----- 元のメッセージ -----
| Akira TAGOH (tagoh(a)redhat.com) said:
| > One more thing is, current @fonts group has minimal sets of the
| > packages only
| > according to
| >
https://fedoraproject.org/wiki/PackageMaintainers/CompsXml#Fonts
| > basically. so the language group may has some fonts packages to
| > replace the
| > _distribution-wide default fonts_ with the preferable typefaces.
|
| In what cases does it do this? My reading of the fonts groups were
| that it
| only ever installed additional fonts that were options to the
| defaults, not
| new defaults. (Especially since most any desktop user who installed a
| langsupport group had @fonts installed anyway.)

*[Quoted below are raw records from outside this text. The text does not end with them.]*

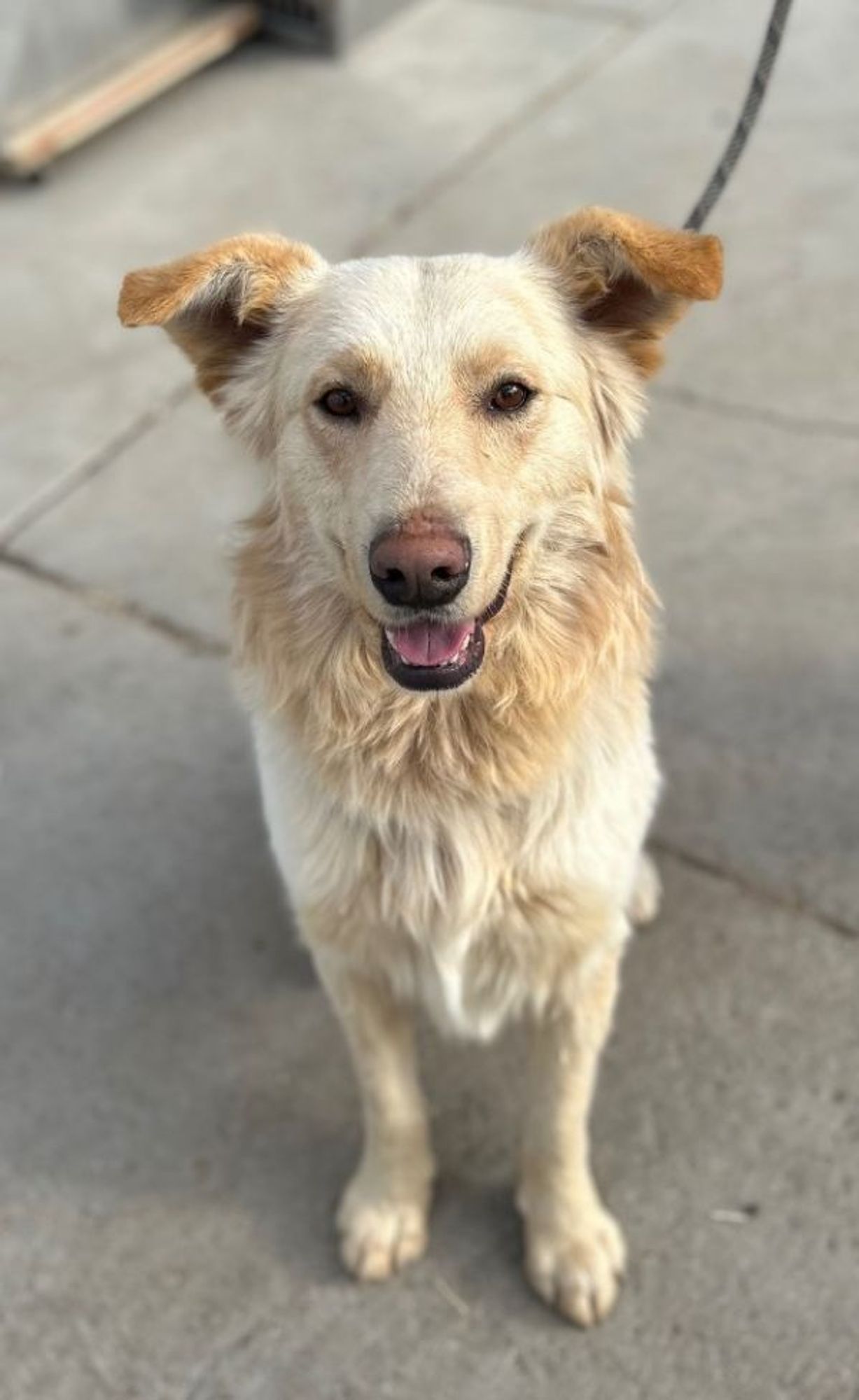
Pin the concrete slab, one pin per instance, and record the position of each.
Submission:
(178, 1115)
(154, 528)
(645, 132)
(315, 149)
(752, 533)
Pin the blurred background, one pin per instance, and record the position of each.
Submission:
(178, 1114)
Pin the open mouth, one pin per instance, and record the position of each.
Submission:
(430, 654)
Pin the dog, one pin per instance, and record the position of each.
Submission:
(444, 636)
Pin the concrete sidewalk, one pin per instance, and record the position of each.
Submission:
(178, 1115)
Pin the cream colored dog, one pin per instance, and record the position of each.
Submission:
(445, 638)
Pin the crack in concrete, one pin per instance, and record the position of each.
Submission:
(791, 904)
(624, 34)
(102, 601)
(57, 491)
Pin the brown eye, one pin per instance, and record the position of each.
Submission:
(511, 397)
(339, 404)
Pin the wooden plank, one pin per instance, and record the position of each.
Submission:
(28, 149)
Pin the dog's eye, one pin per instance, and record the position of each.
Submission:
(510, 398)
(339, 404)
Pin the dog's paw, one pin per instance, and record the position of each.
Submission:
(379, 1234)
(578, 1272)
(647, 892)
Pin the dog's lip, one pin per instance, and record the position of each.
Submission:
(454, 652)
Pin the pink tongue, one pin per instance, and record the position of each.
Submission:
(430, 643)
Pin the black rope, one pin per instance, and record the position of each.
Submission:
(748, 117)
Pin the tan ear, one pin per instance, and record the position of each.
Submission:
(629, 278)
(220, 302)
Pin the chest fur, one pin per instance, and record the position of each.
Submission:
(477, 911)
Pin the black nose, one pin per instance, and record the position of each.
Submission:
(421, 565)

On some Indic languages say. for example, we have lohit-marathi-fonts, lohit-nepali-fonts
and so on though, we don't install it by default because Marathi and Nepali uses the
Devanagari-based script and basic functionality can be provided by lohit-devanagari-fonts
IIRC.
That looks like Chinese vs Japanese to me - IMHO we should install it by default as we do
it for Chinese and Japanese, but anyway.
| > if we also change the policy of "one font per scripts" to the "one
| > font per
| > languages" or so, it may affects to the disk size after the
| > installation or iso
| > size for Live and/or some spins perhaps.
|
| I'm willing to test to see how much space increase this causes - I
| think
| we're OK with both KDE and GNOME, unsure about XFCE/LXDE.
Great. Thanks!
| > | After looking at current comps, the language-specific
| > | applications
| > | might be an issue after removal, such as iok. also relevant bug
| > | for
| > | reference:
https://bugzilla.redhat.com/show_bug.cgi?id=847500
|
| iok is required by ibus-m17n; is that expected to change?
Well, the point is that it breaks one-default-application policy. both iok and eekboard is
a virtual keyboard application though, we already have one on GNOME say. unfortunately it
doesn't support i18n well. so we still need iok and/or eekboard.
We should get involved to improve i18n support but it's another story for long term
because the upstream seems getting stuck on development so far.